Make That 5 In a Row

Five days in a row stocks have been down. That’s pretty ominous. I mean, after all, the S&P 500 is down a full 1%. It’s time to call the market police.

Friday was a bit on the ugly side with the largest down of the five. However, volume was less for the fourth straight day while the S&P 500 has been in an uptrend. Historically, that recipe has been good for a very short-term rally. Add into that we have quadruple options expiration this Friday and the bulls are supposed to make some real noise.

While I am not ready to declare a move straight back to new highs, I did a fair amount of buying on Friday in the S&P 500 and REITs.

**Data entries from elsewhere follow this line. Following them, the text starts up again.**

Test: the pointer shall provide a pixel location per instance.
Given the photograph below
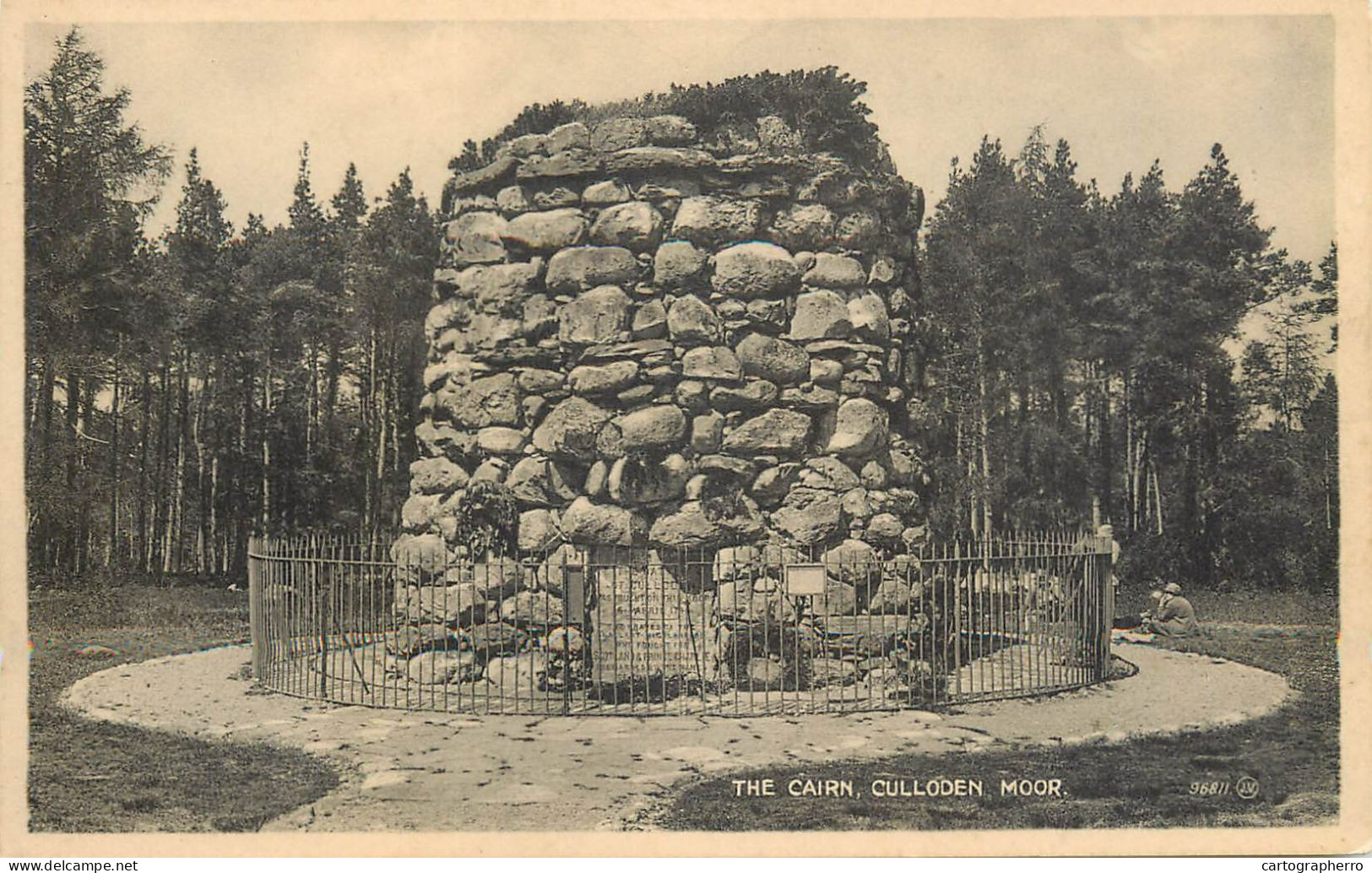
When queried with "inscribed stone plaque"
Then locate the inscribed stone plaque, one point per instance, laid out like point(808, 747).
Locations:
point(645, 626)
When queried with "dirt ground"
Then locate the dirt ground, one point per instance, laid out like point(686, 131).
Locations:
point(437, 772)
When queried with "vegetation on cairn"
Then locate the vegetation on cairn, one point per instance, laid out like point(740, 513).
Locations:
point(1069, 344)
point(823, 106)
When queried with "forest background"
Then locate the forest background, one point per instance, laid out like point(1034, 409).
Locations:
point(1076, 346)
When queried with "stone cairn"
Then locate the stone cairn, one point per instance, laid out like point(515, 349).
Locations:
point(659, 344)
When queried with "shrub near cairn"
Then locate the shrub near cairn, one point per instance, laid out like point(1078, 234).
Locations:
point(652, 338)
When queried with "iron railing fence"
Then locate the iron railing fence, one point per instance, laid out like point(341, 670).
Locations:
point(741, 631)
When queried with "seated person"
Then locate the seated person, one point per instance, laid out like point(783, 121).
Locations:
point(1136, 621)
point(1174, 615)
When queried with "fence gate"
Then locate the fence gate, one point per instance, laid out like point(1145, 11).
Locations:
point(741, 631)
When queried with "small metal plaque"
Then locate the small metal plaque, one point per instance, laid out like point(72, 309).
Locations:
point(805, 579)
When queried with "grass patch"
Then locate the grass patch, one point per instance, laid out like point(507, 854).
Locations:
point(88, 776)
point(1293, 752)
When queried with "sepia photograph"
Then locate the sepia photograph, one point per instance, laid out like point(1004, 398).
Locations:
point(634, 427)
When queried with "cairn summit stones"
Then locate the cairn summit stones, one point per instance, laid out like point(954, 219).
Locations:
point(663, 341)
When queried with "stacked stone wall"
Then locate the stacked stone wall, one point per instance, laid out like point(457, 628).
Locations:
point(660, 342)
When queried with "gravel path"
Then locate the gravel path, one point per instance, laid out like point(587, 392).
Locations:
point(437, 772)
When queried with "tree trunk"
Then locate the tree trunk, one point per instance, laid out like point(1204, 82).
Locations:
point(202, 542)
point(84, 528)
point(176, 515)
point(114, 469)
point(984, 431)
point(142, 515)
point(267, 447)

Our portfolios remain heavily long a variety of indices, sectors and stocks, so if I am flat out wrong about the limited magnitude of this pullback, I will need to be very nimble on the fly to manage risk.

Last week, I mentioned that there have been a number of thrusts in the number of stocks going up and down as well as the volume since the little bottom on August 19. Thrusts usually signal confirmation that a new rally has begun. These were odd because the downside was so limited. However, with junk bonds doing so well, there is clearly little stress in the financial system.

I will close with one of my favorite indicators, the NYSE Advance/Decline Line which measures participation. In the top chart you will see the S&P 500. In the bottom chart you will see the NYSE A/D.

Notice that while the S&P 500 has been making a series of higher highs, going up from lower left to upper right, the NYSE A/D keeps hitting a ceiling around the 60,700 number. This is a non-confirmation or divergence and it’s a warning sign. Bulls need to see 60,700 exceeded by a fair margin to remove this caution sign. Without that happening, it will continue to cause me to be a little skeptical on rallies to new highs.